A new report has suggested that in order to combat climate change, the number of sheep and cattle in the UK should be reduced by between a fifth and a half.
According to the government’s advisory Committee on Climate Change (CCC), the number of farmed sheep and cattle in the UK must be reduced dramatically in order to fight climate change as beef and lamb are the biggest contributors of farm greenhouse gases.
The CCC claims a 20-50% reduction in beef and lamb pasture could potentially free up 3-7m hectares of grassland from the current 12m hectares in the UK, which could instead be used to grow forests and biofuels that would help to soak up the excess CO2 produced by farmed animals.
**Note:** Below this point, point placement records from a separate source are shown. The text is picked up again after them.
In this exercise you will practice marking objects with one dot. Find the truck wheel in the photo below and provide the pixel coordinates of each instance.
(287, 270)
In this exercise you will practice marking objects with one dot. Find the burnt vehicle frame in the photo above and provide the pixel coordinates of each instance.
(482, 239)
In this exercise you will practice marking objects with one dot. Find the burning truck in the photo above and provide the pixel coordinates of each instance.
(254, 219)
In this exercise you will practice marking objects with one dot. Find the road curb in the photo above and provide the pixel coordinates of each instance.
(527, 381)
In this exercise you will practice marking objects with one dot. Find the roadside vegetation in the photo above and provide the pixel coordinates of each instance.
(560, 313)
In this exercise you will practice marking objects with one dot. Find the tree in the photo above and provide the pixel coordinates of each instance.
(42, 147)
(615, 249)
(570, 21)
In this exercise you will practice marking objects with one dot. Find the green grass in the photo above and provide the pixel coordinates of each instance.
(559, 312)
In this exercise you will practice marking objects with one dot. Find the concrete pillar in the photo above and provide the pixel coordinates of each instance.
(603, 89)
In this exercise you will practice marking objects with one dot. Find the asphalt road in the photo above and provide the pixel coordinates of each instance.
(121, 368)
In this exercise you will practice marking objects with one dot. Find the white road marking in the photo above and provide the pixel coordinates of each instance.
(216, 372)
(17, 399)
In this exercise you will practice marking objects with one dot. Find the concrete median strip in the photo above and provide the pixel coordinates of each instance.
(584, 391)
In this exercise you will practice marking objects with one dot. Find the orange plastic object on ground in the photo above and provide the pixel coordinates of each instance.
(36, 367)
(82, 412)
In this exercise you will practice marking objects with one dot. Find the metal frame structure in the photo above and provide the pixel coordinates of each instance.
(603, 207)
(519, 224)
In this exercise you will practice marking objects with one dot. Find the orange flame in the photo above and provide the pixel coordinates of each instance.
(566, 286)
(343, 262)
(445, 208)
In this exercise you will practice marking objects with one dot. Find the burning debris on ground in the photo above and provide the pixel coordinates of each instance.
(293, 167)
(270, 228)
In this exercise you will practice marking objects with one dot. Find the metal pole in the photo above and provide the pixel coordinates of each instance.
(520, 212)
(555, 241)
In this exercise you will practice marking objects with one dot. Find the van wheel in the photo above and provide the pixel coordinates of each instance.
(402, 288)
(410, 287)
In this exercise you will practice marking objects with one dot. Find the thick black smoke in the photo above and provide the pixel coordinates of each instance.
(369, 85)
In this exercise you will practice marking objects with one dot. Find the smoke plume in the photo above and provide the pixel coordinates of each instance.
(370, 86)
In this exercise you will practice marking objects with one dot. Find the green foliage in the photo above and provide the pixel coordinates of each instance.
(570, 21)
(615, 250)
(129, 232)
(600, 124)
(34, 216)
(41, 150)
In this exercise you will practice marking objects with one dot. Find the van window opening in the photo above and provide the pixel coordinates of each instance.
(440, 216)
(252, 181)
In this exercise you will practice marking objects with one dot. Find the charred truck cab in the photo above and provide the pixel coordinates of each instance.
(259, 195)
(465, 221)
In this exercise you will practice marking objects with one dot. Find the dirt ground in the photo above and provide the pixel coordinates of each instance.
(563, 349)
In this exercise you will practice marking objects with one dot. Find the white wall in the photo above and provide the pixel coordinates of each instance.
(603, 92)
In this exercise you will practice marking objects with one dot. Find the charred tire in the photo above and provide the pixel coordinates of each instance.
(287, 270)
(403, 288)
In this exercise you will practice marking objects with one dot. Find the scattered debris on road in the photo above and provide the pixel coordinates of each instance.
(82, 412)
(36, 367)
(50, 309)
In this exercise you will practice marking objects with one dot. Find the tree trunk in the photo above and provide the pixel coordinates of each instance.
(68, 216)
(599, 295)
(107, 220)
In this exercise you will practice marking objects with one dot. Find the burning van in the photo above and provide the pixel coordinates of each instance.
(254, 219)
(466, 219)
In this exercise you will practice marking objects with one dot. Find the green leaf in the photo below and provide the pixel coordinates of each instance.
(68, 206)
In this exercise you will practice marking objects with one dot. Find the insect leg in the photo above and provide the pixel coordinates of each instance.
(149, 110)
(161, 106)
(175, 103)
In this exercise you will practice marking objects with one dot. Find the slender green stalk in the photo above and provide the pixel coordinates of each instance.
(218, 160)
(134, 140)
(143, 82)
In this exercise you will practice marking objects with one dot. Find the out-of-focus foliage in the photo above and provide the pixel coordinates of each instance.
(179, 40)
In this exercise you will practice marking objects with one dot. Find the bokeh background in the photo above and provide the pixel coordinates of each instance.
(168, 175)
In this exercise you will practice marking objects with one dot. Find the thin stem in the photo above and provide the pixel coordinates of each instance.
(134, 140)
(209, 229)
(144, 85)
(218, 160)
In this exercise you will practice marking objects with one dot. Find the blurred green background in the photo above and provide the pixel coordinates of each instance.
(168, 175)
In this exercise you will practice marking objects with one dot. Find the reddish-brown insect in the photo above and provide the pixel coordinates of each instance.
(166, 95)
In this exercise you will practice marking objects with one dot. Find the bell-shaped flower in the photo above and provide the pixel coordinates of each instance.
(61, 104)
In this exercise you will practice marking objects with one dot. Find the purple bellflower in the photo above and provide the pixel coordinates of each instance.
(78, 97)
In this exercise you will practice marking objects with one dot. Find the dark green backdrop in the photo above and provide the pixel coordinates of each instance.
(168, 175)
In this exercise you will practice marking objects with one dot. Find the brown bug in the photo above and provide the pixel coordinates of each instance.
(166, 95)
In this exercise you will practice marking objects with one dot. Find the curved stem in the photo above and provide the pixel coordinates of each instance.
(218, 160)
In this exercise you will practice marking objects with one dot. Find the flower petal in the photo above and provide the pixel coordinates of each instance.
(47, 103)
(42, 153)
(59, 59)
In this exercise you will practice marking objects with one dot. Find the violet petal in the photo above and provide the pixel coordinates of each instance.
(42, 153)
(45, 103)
The farm union NFU said it would support this move as it is advocating for more diverse land use.
However, whilst the NFU is keen to promote more diverse land use, they are not as supportive of the NHS Eatwell guidelines on healthy eating which proposes that consumers reduce their consumption of beef by 89%, 63% for lamb and 20% for dairy products.
According to BBC News, the CCC have deliberately taken a more conservative position than the NHS with their suggestion to reduce the number of sheep and cattle in the UK in order to minimise confrontation with the farmers’ union (NFU).
Speaking to BBC News, the chief executive of the Committee on Climate Change (CCC), Chris Stark stated: “Climate change is going to change the way the UK looks – and we also have to alter the way we use land so we don’t make climate change worse.
“Brexit offers the government the opportunity to introduce fundamentally new policies that will reward farmers for producing less greenhouse gases and for capturing carbon emissions.”
However, environmentalists believe the recommendations from the CCC do not go far enough to address the serious problems facing the UK.
Speaking to BBC News, environmental campaigner George Monbiot said: “This is a timid and inadequate report. Roughly four million hectares of uplands is used for sheep, yet sheep account for just 1.2% of our diet.
“Allowing trees to return to a significant portion on this land has a far greater potential for carbon reduction than the puny measures proposed in this report.”